How my former primary care doctor screwed me over

I thought I had my psoriasis licked. I was taking Raptiva, a medication I inject myself once a week. After taking it for two months, my hands were finally clear of psoriasis. It was in full remission.  It felt so good to have normal hands for a change.  I felt like a normal human being. No pain, no thick scaly areas, no cracks, no bleeding.

It was great.

All that changed when my former primary care doctor withheld a referral to continue seeing my dermatologist. When he originally referred me to see my dermatologist, he wrote a referral for 20 visits. Unbeknown to me, my insurance company refused to honor the referral for 20 visits. They required a new referral after every four visits.  I never knew this.  My dermatologist was contacting my doctor after every four visits to get another referral faxed to them.

To the best of my knowledge, the initial referral for 20 visits was still in effect.

When I arrived at the dermatologist’s for my appointment to gauge the success of the Raptiva, the person at the front counter asked me for my referral.  She proceeded to tell me about needing a new referral after every four visits and that my doctor said he would no longer issue a referral over the phone.  From now on, he would only issue them in person.  She told me that someone from my doctor’s office should have contacted me and told me this.

Nobody bothered to tell me.

This meant I could not be seen by my dermatologist.  This meant I could not continue taking the Raptiva.  I needed another prescription if I wanted to continue taking it.  That’s something I could not get without seeing my dermatologist.

I immediately went about looking for new doctor.  One that wouldn’t screw me over like that.  By the time I found one taking new patients and got an appointment to be seen and got a new referral to see my dermatologist, the psoriasis was back.  If anything, it was worse then ever.

I don’t understand why I need a referral to see a dermatologist.
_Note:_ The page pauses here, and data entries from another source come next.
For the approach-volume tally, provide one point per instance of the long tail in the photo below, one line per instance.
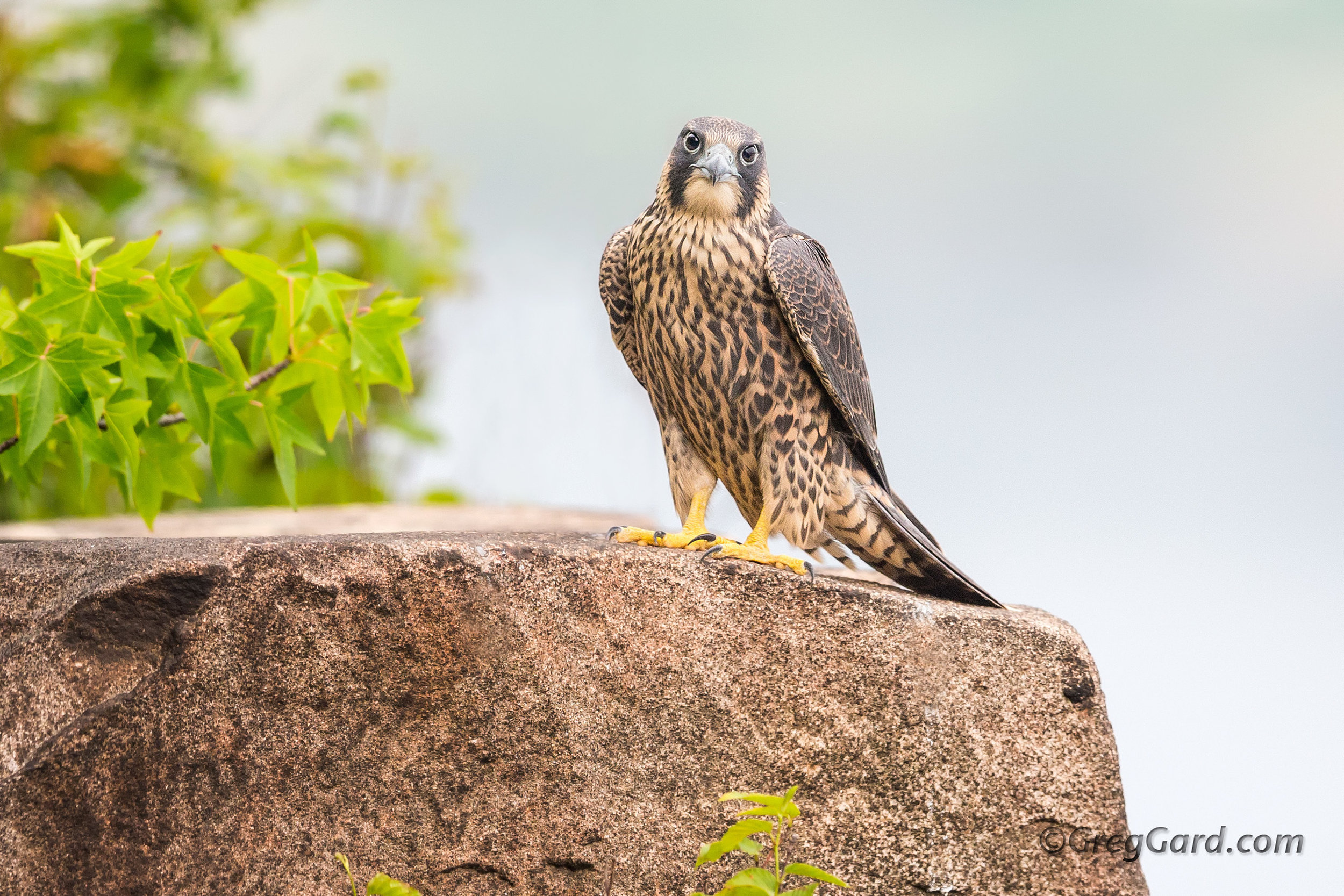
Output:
(880, 532)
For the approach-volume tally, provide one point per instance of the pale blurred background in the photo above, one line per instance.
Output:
(1096, 253)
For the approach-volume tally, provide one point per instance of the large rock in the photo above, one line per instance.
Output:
(483, 714)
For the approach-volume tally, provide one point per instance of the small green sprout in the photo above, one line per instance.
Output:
(772, 816)
(381, 886)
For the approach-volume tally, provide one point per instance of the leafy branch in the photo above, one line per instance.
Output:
(109, 359)
(380, 886)
(775, 817)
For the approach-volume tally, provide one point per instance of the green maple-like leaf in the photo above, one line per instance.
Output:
(47, 378)
(167, 468)
(287, 432)
(375, 346)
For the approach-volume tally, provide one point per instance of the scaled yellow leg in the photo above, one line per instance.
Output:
(756, 550)
(692, 535)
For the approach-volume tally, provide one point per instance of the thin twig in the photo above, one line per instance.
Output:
(171, 420)
(270, 372)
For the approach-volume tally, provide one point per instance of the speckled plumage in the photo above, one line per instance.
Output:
(738, 328)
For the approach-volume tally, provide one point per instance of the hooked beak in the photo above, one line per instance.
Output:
(717, 164)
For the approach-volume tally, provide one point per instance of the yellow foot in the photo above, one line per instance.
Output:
(687, 539)
(756, 554)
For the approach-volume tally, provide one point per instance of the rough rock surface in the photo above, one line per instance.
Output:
(479, 714)
(321, 520)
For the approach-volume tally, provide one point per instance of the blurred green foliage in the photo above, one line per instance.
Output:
(101, 120)
(113, 367)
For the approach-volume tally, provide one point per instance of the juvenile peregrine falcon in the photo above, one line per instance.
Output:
(737, 327)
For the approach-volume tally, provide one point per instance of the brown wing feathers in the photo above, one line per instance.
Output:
(815, 305)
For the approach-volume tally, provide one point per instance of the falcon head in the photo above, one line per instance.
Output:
(717, 170)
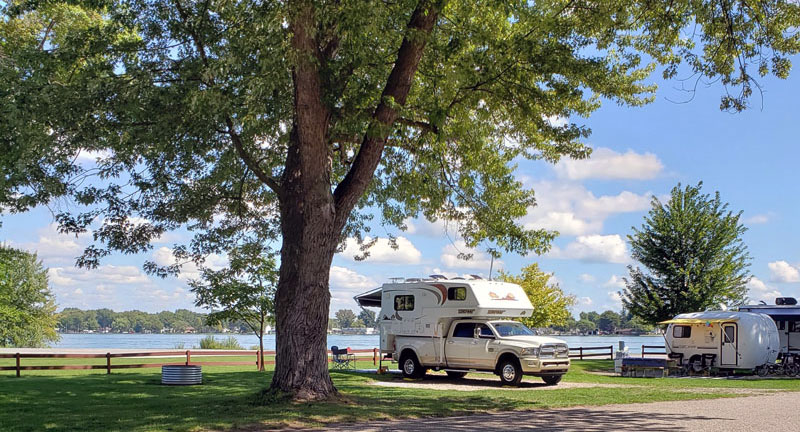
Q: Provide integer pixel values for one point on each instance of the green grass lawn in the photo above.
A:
(134, 400)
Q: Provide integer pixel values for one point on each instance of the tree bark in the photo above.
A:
(312, 216)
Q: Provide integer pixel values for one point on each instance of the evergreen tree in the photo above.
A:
(693, 255)
(27, 307)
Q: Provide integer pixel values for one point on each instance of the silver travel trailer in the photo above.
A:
(460, 326)
(786, 314)
(723, 340)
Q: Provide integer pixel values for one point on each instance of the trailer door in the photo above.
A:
(730, 343)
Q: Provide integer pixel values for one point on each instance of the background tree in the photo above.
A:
(27, 308)
(550, 304)
(345, 318)
(369, 318)
(300, 120)
(694, 256)
(244, 291)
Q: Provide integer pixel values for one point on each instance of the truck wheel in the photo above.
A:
(510, 372)
(552, 379)
(410, 366)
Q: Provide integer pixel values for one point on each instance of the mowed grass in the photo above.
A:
(134, 400)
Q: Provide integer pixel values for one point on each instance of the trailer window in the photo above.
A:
(681, 331)
(457, 293)
(404, 302)
(466, 330)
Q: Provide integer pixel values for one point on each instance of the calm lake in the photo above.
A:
(169, 341)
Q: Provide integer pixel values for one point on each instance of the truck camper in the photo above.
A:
(462, 325)
(722, 340)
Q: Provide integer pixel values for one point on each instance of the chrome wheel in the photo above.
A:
(408, 367)
(509, 372)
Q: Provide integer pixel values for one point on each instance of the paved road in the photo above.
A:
(774, 412)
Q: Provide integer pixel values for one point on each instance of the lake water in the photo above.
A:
(170, 341)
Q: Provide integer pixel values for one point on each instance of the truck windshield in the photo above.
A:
(512, 329)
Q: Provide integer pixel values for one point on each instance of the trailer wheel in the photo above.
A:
(510, 372)
(552, 379)
(410, 366)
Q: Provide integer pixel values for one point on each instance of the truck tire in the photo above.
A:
(510, 372)
(552, 379)
(410, 366)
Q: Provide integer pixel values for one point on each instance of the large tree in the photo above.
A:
(303, 120)
(694, 256)
(27, 307)
(244, 290)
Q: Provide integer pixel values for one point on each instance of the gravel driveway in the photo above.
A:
(778, 412)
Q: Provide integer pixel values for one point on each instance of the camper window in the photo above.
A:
(466, 330)
(457, 293)
(681, 331)
(404, 302)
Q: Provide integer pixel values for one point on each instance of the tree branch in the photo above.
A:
(392, 99)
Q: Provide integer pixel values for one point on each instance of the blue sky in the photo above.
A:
(751, 158)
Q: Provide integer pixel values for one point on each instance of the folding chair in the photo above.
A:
(342, 358)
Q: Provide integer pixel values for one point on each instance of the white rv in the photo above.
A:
(461, 326)
(722, 340)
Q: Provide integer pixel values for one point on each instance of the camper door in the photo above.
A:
(729, 345)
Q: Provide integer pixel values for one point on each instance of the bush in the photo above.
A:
(210, 342)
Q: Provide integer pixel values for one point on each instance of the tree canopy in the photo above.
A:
(693, 254)
(307, 122)
(27, 307)
(551, 306)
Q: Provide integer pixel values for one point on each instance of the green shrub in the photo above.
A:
(210, 342)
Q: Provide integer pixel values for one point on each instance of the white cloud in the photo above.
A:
(345, 284)
(56, 247)
(594, 248)
(605, 163)
(759, 291)
(571, 209)
(163, 256)
(615, 282)
(382, 251)
(480, 260)
(758, 219)
(782, 271)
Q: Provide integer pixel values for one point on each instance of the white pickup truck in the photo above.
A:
(508, 349)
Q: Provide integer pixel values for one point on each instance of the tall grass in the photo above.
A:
(210, 342)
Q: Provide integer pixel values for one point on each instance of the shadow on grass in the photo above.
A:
(137, 401)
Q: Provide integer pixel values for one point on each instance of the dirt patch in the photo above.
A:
(481, 384)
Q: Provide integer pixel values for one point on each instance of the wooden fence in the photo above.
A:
(186, 357)
(662, 349)
(605, 351)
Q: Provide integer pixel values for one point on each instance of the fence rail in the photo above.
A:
(18, 367)
(606, 351)
(662, 348)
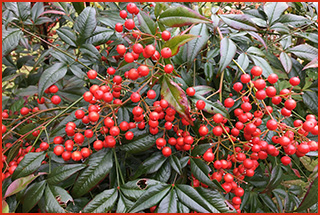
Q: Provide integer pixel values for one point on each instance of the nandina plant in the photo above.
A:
(159, 107)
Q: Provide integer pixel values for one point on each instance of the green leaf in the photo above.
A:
(33, 195)
(63, 172)
(181, 16)
(286, 61)
(191, 198)
(134, 189)
(67, 35)
(141, 142)
(85, 24)
(99, 165)
(100, 36)
(78, 6)
(51, 203)
(294, 21)
(176, 97)
(169, 203)
(10, 39)
(310, 99)
(239, 22)
(274, 10)
(19, 184)
(304, 51)
(147, 25)
(268, 202)
(29, 164)
(214, 198)
(102, 203)
(151, 165)
(176, 42)
(193, 47)
(123, 204)
(150, 198)
(310, 198)
(227, 52)
(175, 163)
(50, 76)
(201, 170)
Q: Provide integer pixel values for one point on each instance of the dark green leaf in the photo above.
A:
(274, 10)
(29, 164)
(63, 172)
(181, 16)
(33, 195)
(239, 22)
(50, 76)
(150, 198)
(102, 203)
(227, 52)
(99, 165)
(85, 24)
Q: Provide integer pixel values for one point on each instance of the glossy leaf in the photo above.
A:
(176, 42)
(99, 165)
(274, 10)
(29, 164)
(33, 195)
(227, 52)
(85, 23)
(150, 198)
(102, 203)
(239, 22)
(181, 16)
(61, 173)
(176, 97)
(50, 76)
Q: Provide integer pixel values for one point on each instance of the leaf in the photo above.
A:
(50, 76)
(286, 62)
(51, 203)
(268, 202)
(227, 52)
(211, 107)
(176, 42)
(63, 172)
(140, 143)
(274, 10)
(19, 184)
(78, 6)
(310, 99)
(147, 25)
(33, 195)
(239, 22)
(181, 16)
(169, 203)
(194, 46)
(201, 170)
(29, 164)
(294, 21)
(66, 34)
(176, 97)
(10, 39)
(175, 163)
(85, 24)
(191, 198)
(99, 165)
(100, 36)
(134, 189)
(310, 198)
(304, 51)
(102, 203)
(312, 64)
(150, 198)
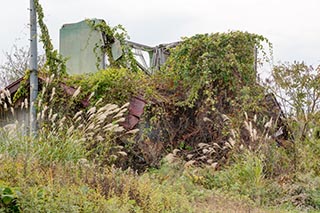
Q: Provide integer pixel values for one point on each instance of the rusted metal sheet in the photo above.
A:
(136, 109)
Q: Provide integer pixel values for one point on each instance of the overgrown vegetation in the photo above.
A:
(209, 129)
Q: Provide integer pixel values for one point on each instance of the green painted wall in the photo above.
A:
(77, 43)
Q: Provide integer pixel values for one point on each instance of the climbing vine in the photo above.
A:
(111, 35)
(54, 61)
(209, 64)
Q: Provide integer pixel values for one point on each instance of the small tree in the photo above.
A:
(298, 87)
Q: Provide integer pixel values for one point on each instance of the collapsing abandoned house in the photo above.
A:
(77, 44)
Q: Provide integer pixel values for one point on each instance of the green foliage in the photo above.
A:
(211, 63)
(297, 86)
(112, 34)
(54, 61)
(8, 200)
(110, 85)
(245, 177)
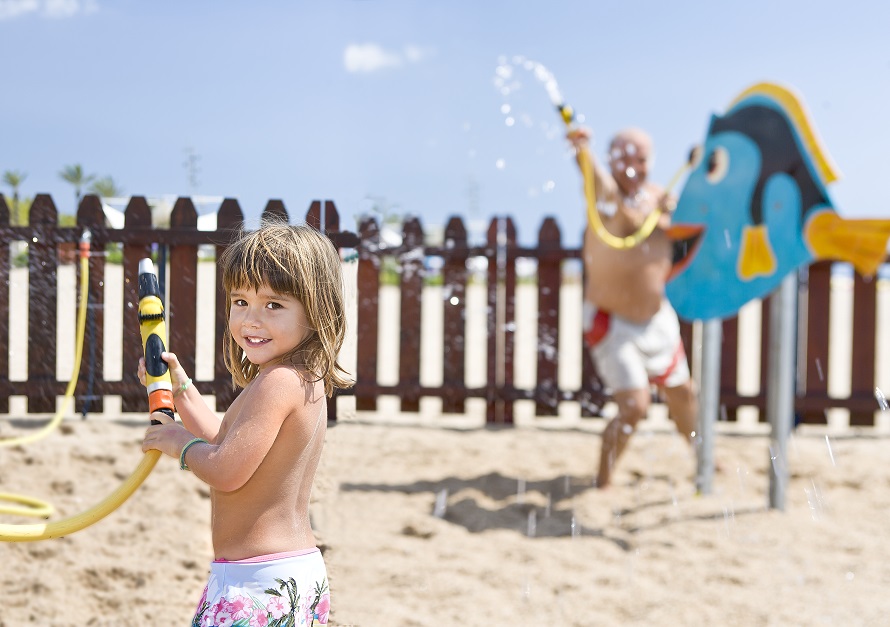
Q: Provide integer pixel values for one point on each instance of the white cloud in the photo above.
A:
(373, 57)
(56, 9)
(14, 8)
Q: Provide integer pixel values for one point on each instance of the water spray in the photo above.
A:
(567, 114)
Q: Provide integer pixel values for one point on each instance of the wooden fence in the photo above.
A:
(500, 250)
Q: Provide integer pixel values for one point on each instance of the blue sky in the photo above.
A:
(395, 103)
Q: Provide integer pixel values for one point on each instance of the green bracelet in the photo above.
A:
(188, 445)
(182, 387)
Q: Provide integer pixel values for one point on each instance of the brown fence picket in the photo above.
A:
(137, 215)
(410, 256)
(501, 302)
(549, 284)
(368, 296)
(43, 260)
(229, 221)
(863, 367)
(454, 279)
(182, 308)
(87, 396)
(818, 313)
(5, 387)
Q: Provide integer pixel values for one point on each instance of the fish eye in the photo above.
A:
(718, 165)
(695, 155)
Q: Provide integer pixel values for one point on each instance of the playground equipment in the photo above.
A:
(153, 330)
(754, 209)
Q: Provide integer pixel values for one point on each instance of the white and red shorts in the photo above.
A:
(631, 356)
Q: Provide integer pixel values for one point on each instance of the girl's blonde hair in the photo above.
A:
(297, 261)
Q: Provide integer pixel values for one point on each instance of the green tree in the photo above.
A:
(75, 175)
(106, 188)
(14, 179)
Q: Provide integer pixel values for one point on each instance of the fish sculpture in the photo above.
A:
(755, 207)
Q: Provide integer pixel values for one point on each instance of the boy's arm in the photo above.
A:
(604, 184)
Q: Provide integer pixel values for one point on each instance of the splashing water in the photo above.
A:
(508, 80)
(441, 503)
(532, 525)
(882, 400)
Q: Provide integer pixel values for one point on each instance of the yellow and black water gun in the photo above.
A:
(154, 333)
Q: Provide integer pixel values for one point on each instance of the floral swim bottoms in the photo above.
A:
(266, 591)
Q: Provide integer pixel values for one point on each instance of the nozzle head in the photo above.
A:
(145, 265)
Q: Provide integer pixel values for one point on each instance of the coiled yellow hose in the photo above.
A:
(33, 507)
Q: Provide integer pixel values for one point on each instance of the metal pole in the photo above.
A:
(709, 402)
(780, 387)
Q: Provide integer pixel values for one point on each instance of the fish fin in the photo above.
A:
(756, 257)
(860, 242)
(793, 106)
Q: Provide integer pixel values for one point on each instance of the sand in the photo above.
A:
(431, 524)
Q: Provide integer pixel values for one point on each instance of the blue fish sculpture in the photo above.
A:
(755, 207)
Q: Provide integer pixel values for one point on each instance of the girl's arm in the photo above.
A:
(278, 394)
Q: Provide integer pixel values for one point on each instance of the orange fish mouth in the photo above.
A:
(686, 240)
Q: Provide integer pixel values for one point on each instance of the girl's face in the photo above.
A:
(266, 325)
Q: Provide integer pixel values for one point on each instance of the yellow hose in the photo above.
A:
(34, 507)
(78, 352)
Psoriasis is a life long, chronic condition that I will have for the rest of my life. Seeing a dermatologist is something I will be required to do for the rest of my life. My insurance company knows this.

By requiring me to get a referral from my doctor, they are in a sense having him re-diagnose my psoriasis.  That’s something he is not qualified to do. If he was skilled and knowledgeable enough to diagnose psoriasis, he would be skilled and knowledgeable enough to treat psoriasis and I would not need to see a dermatologist.

It’s middle-man medicine.  Putting my primary care doctor in the process adds absolutely no value. It doesn’t make for better care.  All it does is drive the cost up.  By requiring me to come in and be seen every time I needed a referral, he gets to charge me a $30 co-pay along with whatever he bills my insurance.  It becomes an unnecessary obstacle to receiving quality medical care.